More than simply arguing for a socialism of each according to his needs, Kropotkin dreamed of a society where, the needs of all having been met, the fertile soil for true well-being would be found. Life’s pleasures would no longer be the exclusive domain of the wealthy, with every person given the time and ability to pursue their interests in nature, science, art and all that nurtures the human spirit.

Unrest (2022).

“No doubt, nowadays, when hundreds and thousands of human beings are in need of bread, coal, clothing, and shelter, luxury is a crime; to satisfy it, the worker’s child must go without bread!” Kropotkin wrote in the seminal “The Conquest of Bread.” “But in a society in which all have the necessary food and shelter, the needs which we consider luxuries today will be the more keenly felt.”

The luxury of the fine watchmaking in Unrest would seem an extravagance outside the interest of a film about radical socialism. But as the workers at those very factories understood the relationship between capital and labor and sought to upend it, Kropotkin would have also seen the value of the product of their labor, not as mere luxury, but as expression of human will toward progress and beauty equally possible under the guiding principles of mutual aid. They are principles the film itself matches in form, even as the process of struggle is gently illuminated by the oppression of the state and the factory owners, and the workers organizing for liberation.
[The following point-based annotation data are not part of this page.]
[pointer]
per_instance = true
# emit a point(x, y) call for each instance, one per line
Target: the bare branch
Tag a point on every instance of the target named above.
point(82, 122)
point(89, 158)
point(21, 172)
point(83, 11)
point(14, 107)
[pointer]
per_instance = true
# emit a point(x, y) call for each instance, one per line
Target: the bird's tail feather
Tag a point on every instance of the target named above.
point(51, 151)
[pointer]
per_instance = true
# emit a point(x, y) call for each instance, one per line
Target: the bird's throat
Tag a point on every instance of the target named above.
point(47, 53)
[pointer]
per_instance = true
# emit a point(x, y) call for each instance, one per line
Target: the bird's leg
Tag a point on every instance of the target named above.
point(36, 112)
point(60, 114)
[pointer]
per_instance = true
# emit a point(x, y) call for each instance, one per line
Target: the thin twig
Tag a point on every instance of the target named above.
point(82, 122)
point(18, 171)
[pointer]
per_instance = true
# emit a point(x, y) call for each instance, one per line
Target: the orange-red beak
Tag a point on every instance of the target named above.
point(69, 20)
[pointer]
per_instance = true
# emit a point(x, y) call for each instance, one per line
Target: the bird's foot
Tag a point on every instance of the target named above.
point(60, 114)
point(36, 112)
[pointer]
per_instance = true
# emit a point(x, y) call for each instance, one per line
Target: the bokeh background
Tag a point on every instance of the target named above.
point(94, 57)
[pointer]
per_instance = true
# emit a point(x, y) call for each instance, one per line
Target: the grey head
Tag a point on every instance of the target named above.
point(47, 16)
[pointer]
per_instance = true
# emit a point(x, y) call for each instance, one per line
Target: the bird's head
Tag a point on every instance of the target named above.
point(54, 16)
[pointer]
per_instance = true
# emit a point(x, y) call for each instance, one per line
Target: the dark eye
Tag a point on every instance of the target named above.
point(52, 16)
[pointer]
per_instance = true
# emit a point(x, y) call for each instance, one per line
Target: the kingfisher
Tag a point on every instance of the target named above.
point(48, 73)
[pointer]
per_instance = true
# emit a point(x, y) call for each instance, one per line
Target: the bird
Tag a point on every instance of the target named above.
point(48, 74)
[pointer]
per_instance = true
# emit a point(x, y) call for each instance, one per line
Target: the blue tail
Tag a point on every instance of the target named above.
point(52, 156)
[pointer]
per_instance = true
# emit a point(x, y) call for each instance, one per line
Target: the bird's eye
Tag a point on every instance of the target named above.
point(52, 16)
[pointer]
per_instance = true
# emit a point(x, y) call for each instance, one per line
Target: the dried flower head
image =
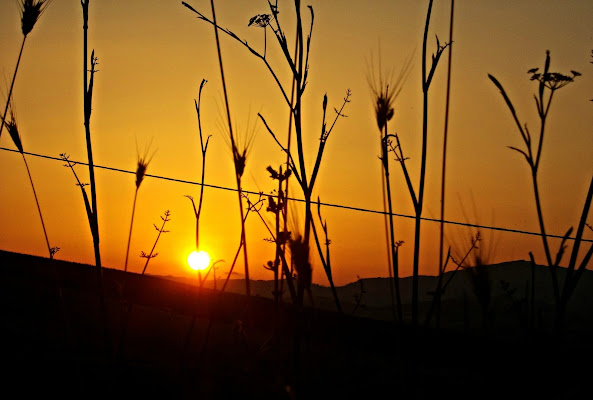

In one of the film’s final scenes, theory meets practice as Kropotkin is on a walk through the woods with the recently fired factory worker Josephine. With her, he shares his vocation as a geographer, describing some of his travels. With him, she shares the purpose of her job as a watchmaker, fitting the unrest. Elaborating on how the unrest produces balance, she breaks down the mechanics of the clockwork, explaining how all the tiny, complicated rods, wheels and gears fit together such that “the speed is defined by two opposing sides.” Asked if he understands what she just explained, Kropotkin, sussing out the metaphorical heart of the watch movement, says, “I think so.” The subdued exchange feels almost romantic. It is timekeeping escaping the grasp of the capitalists and state authority, placed in the hands of those who labor to create it, who endeavor to use time, as the film does, envisioning a just future for the flourishing of human community.